Son yıllarda üniversitelerde veya onların desteğiyle kullanıcı ve inovatörleri bir araya getirecek ve aralarındaki iletişimi güçlendirecek sosyal inovasyon birimleri, laboratuvarlar ve kuluçka merkezlerinin kurulduğu görülmektedir. ABD’de performans bazlı olarak sosyal problemlerin çözümü için danışmanlık hizmeti veren Social Impact BondsLab (Harvard Kennedy School), karar alıcıların geliştirdiği politikalara oluşum sürecinde katkı sunan ve elde edinilen büyük veriler (big data) ışığında ilgili politikanın etkinliği, verimliliği ve sürdürülebilirliğini analiz eden Utah Üniversitesi Policy InnovationLab, Stanford öğrencilerinin yaratıcı düşünceyi benimsemelerine yardımcı olan “Stanford school” olarak bilinen tasarım okulu ve yaşam sürelerinin artmasıyla yaşlıların ihtiyaç ve sorunlarına cevap üreten aynı zamanda da onların potansiyellerinden faydalanmayı hedefleyen MIT AgeLab sosyal inovasyon çalışmaları olarak öne çıkmaktadır.

Türkiye’de ise özel sektör ve sivil toplum alanının çeşitli aşamalarında var olan sosyal inovasyon akademik camianın da ilgisini çekmektedir. Özellikle son yıllarda gençlere dönük sosyal girişimcilik eğitim programları düzenleyen üniversiteler, teknolojik ve ticari inovasyonlarla birlikte oluşturulan çeşitli kuluçka merkezleri sosyal alanda ortaya çıkan ihtiyaçlara cevap verecek nitelikte çalışmalar yürütmektedirler. Koç Üniversitesi Sosyal Etki Forumu, İstanbul Şehir Üniversitesi Kuluçka Merkezi, Sabancı Üniversitesi Sosyal Girişimci Geliştirme Programı, Okan Üniversitesi Uluslararası Mikro Finans ve Sosyal Girişimcilik Merkezi, Özyeğin Üniversitesi Sosyal Değişim LAB (Laboratuvar) ve TED İstasyon bunlardan bazılarıdır. Akademi dışında özel sektör ve sivil toplum örgütleri hatta kamu kurumları tarafından da toplumsal değişim ve dönüşüme ayak uydurabilecek çözümleri tasarlamak ve uygulamak üzere kurulmuş sosyal içerikli laboratuvarlar bulunmaktadır. Politika yapım süreçlerinde inovatif bakış açısıyla geliştirilen yenilikçi uygulamaların tasarlanmasını sağlayan Mindlab (Danimarka), LivingLab (AB), Social Innovation Generation (Kanada) ve La 27e Region (Fransa) kamu bünyesinde kurulmuş sosyal içerikli laboratuvarlardan bazılarıdır.

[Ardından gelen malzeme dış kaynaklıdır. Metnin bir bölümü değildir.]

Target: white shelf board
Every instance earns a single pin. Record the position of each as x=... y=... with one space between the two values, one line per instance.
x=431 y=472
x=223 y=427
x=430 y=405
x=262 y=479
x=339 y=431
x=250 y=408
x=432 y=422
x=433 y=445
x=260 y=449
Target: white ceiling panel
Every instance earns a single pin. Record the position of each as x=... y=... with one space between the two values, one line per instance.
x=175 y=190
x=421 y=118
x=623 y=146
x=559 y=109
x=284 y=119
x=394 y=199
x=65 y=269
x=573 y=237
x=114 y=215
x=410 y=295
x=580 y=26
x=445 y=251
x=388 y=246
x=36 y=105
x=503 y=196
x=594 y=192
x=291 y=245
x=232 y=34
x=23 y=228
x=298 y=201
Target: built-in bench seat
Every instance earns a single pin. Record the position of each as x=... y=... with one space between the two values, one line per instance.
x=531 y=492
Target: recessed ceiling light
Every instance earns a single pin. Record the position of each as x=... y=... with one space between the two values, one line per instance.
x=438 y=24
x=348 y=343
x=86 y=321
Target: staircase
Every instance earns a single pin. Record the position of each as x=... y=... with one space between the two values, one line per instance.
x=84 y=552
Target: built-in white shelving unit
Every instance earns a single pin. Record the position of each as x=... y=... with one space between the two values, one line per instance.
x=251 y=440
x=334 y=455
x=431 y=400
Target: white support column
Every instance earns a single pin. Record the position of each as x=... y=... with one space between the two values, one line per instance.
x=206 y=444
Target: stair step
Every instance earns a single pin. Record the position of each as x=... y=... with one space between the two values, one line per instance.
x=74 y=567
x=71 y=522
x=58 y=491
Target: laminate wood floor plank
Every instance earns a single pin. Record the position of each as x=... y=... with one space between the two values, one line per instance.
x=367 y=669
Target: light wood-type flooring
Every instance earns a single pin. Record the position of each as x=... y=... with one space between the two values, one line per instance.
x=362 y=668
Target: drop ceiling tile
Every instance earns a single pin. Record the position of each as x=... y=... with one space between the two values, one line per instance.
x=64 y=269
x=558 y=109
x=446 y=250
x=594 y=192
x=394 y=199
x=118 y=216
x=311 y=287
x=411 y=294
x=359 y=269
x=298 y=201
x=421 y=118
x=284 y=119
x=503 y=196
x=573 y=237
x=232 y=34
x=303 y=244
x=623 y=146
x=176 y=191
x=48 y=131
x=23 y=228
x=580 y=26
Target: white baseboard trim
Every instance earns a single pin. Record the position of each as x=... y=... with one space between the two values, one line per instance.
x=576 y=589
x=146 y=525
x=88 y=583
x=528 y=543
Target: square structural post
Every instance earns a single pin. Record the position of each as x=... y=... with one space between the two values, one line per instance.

3-18 yaş arası tüm çocuk ve gençlere bilimi sevdirmek hedefiyle kurulan Usturlab’ın temel amacı genç bireylerin yaşıtlarıyla birlikte aktif katılımcı oldukları bir ortamda bilim ve sanata ilgilerini artırmak, heyecanlarını yitirmeden eğitimlerine devam etmelerini sağlamak ve meraklarını geliştirerek geleceğin mucitleri olabilmeleri için onlara yol göstermektir. 2013’te faaliyetlerine ilk olarak İstanbul’da başlayan ve çeşitli illerde etkinlikler düzenleyen Usturlab her bilim dalından yaş gruplarına uygun atölyeler tasarlayan, hazırlayan ve sunan genç bilim insanlarının bir araya geldiği inovatif bir yapıdadır. Projede çocuklara ekoloji ve biyoloji derslerini sadece kitaptan öğrenmek yerine “yaşayarak öğrenme” imkanı sağlayan “Orman Kaşifleri” gezileri ve çeşitli oyunlarla uzaya dair bilgi sunan “Uzayda Şantiye” gibi etkinlikler bulunmaktadır.

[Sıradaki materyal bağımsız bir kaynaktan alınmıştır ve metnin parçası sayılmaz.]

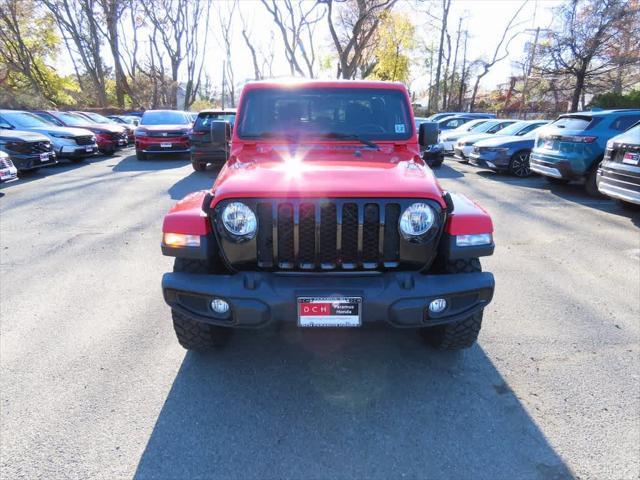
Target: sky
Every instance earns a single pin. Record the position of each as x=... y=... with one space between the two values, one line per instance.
x=484 y=19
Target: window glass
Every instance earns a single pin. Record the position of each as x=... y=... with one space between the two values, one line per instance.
x=380 y=114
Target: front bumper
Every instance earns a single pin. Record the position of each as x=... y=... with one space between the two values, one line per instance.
x=25 y=162
x=77 y=151
x=492 y=160
x=260 y=298
x=462 y=153
x=619 y=181
x=8 y=174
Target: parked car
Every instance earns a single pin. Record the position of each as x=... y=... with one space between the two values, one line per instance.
x=323 y=219
x=125 y=119
x=462 y=148
x=507 y=153
x=110 y=138
x=74 y=144
x=163 y=131
x=8 y=171
x=205 y=148
x=102 y=120
x=619 y=173
x=448 y=139
x=28 y=150
x=441 y=116
x=573 y=146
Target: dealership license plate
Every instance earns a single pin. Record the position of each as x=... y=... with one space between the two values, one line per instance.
x=329 y=311
x=631 y=158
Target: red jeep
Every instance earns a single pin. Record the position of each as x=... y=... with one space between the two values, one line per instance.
x=325 y=215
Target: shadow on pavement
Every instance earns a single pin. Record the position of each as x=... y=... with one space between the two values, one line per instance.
x=158 y=162
x=445 y=171
x=343 y=404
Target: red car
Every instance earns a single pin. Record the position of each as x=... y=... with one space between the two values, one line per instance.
x=110 y=138
x=325 y=216
x=163 y=131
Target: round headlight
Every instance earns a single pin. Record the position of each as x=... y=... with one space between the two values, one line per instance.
x=416 y=220
x=239 y=220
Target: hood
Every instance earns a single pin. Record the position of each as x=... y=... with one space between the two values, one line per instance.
x=388 y=174
x=163 y=128
x=23 y=135
x=71 y=131
x=505 y=141
x=476 y=137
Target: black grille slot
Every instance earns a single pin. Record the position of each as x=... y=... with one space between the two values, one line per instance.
x=349 y=235
x=286 y=258
x=265 y=235
x=371 y=235
x=328 y=227
x=324 y=234
x=391 y=250
x=307 y=236
x=84 y=140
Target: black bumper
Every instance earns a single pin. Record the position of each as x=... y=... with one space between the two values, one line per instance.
x=258 y=299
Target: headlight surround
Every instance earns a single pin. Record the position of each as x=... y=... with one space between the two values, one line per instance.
x=416 y=220
x=239 y=220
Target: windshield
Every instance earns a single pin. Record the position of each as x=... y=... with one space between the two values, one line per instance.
x=366 y=113
x=164 y=118
x=72 y=119
x=204 y=119
x=96 y=117
x=25 y=120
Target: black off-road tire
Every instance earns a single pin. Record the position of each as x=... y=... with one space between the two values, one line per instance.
x=591 y=183
x=557 y=181
x=461 y=334
x=198 y=166
x=519 y=164
x=191 y=334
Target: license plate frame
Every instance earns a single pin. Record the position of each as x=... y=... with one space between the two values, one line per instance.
x=631 y=158
x=329 y=311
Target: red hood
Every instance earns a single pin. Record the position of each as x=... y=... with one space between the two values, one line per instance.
x=327 y=173
x=163 y=128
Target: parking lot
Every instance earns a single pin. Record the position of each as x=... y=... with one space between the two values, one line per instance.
x=94 y=384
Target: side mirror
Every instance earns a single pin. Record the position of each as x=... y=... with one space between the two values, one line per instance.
x=428 y=134
x=220 y=132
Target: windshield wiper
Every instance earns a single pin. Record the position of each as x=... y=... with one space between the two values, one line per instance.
x=348 y=136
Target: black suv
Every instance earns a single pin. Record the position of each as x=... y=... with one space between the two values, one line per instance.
x=205 y=146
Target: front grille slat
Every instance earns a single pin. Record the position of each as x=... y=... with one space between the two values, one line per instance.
x=327 y=234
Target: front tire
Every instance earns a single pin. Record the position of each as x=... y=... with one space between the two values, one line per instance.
x=519 y=165
x=193 y=335
x=463 y=333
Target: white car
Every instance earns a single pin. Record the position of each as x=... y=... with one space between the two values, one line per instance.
x=8 y=171
x=449 y=138
x=463 y=147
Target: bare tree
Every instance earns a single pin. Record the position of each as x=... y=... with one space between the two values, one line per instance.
x=353 y=26
x=78 y=20
x=297 y=21
x=586 y=44
x=225 y=20
x=497 y=57
x=175 y=23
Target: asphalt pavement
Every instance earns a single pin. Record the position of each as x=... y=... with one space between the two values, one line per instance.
x=93 y=383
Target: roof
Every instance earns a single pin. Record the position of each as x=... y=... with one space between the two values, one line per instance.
x=308 y=83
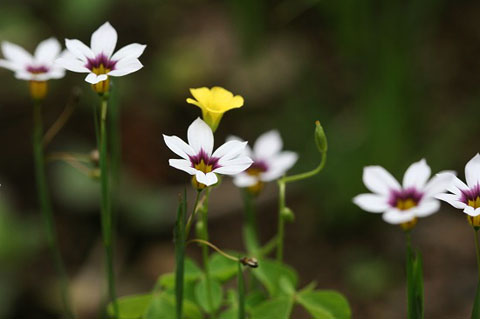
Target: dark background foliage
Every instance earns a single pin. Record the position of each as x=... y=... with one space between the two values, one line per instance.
x=391 y=81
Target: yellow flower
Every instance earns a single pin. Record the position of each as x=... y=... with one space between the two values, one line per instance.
x=214 y=102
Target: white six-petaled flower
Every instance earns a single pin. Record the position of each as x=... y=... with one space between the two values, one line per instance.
x=39 y=67
x=98 y=60
x=198 y=158
x=466 y=196
x=269 y=161
x=403 y=203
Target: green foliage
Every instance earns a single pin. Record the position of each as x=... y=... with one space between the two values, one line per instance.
x=270 y=274
x=201 y=294
x=132 y=307
x=324 y=304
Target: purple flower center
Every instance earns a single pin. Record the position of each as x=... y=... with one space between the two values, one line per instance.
x=101 y=63
x=257 y=168
x=203 y=162
x=37 y=69
x=405 y=199
x=471 y=197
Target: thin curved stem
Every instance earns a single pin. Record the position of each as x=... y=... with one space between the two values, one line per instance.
x=46 y=207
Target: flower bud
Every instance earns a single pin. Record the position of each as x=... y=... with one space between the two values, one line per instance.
x=320 y=138
x=287 y=214
x=38 y=89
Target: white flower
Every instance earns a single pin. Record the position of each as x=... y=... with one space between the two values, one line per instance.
x=466 y=197
x=403 y=204
x=269 y=162
x=39 y=67
x=198 y=159
x=99 y=61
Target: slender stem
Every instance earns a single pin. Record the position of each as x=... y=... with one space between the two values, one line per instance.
x=250 y=232
x=281 y=219
x=46 y=208
x=106 y=215
x=477 y=248
x=192 y=216
x=205 y=253
x=297 y=177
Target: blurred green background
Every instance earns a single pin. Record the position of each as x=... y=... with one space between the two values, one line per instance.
x=391 y=81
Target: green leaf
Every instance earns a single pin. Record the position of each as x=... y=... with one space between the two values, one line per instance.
x=131 y=307
x=414 y=283
x=162 y=306
x=324 y=304
x=222 y=268
x=270 y=272
x=277 y=308
x=201 y=294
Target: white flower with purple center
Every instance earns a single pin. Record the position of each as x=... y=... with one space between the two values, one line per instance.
x=403 y=204
x=269 y=161
x=38 y=67
x=198 y=158
x=466 y=196
x=99 y=61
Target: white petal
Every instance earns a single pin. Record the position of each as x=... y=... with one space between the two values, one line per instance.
x=278 y=165
x=469 y=210
x=244 y=180
x=372 y=203
x=395 y=216
x=229 y=150
x=92 y=78
x=24 y=75
x=427 y=207
x=207 y=179
x=267 y=144
x=16 y=54
x=7 y=64
x=71 y=63
x=452 y=199
x=178 y=146
x=47 y=51
x=417 y=175
x=126 y=66
x=200 y=137
x=104 y=40
x=234 y=166
x=439 y=183
x=131 y=51
x=79 y=50
x=379 y=181
x=182 y=165
x=472 y=171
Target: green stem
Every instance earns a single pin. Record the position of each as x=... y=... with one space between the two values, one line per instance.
x=46 y=207
x=205 y=253
x=477 y=249
x=250 y=232
x=297 y=177
x=106 y=215
x=281 y=219
x=192 y=216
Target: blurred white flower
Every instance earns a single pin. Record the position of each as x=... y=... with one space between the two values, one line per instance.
x=198 y=159
x=99 y=61
x=403 y=204
x=269 y=161
x=466 y=196
x=39 y=67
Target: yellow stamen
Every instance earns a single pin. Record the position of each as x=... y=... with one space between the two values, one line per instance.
x=404 y=204
x=103 y=86
x=38 y=89
x=474 y=203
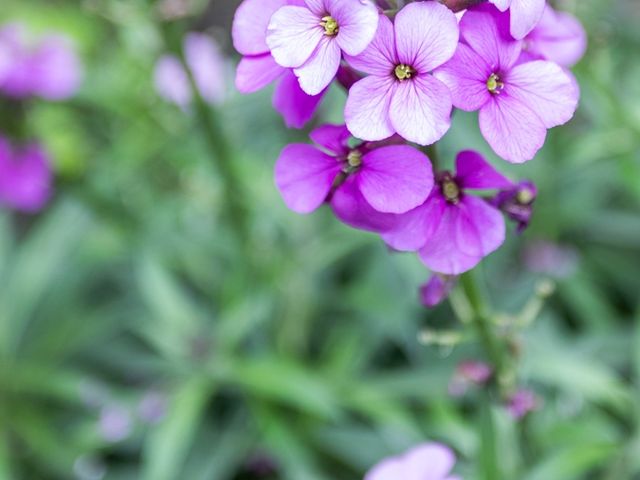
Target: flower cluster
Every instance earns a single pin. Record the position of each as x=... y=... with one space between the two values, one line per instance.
x=405 y=70
x=46 y=68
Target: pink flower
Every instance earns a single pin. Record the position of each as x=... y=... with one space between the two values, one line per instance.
x=400 y=95
x=453 y=230
x=206 y=64
x=370 y=184
x=559 y=37
x=429 y=461
x=525 y=14
x=257 y=69
x=518 y=102
x=25 y=177
x=311 y=38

Usturlab’da her bilimsel konu interaktif bir şekilde felsefi bir sorgulamayla başlayıp deneysel, gözlemsel bir süreçten geçirilmekte ve bir sanat faaliyetiyle bitirilmektedir. Böylelikle atölyeye katılan gençlerin zihinlerinde cevaplanmış ve cevabını kendi arayacakları yeni soruların oluşması hedeflenmektedir. Bu girişim kendi düzenledikleri çalışmaların yanı sıra okul larda ve özel programlarda da atölye faaliyetleri gerçekleştirmektedir. Özellikle biyoloji bilimleri, yer bilimleri, doğa bilimleri alanlarında araştırma, gözlem ve deney yapma süreçlerini kapsayan bu atölyeler genç ve çocuk herkesin araştırma, gözlem ve deney süreçlerini zevkle geçirmesini sağlamakta ve onlara pasif bilimden aktif bilime geçme yani “bilim yapma” fırsatı sunmaktadır. Beş yıldır faaliyet gösteren Usturlab sosyal girişimi 43 kurum ve kuruluşla iş birliği yaparak toplamda 89 bin 309 çocuğa eğitim vermiştir. Özetle verdiği eğitim ve atölye çalışmalarıyla eğitim öğretim süreçlerine yeni bir soluk getirmeyi hedefleyen Usturlab sosyal girişimi Türkiye’de tabandan gelişen gerçek bir sosyal inovasyon örneği olup hem amaçları (uygulanan yenilikçi öğrenme metotları vb.) hem de araçları (kullanılan malzemenin ekolojik oluşu, kadın girişimci vb.) bakımından “sosyal” bir girişim olarak değerlendirilmektedir.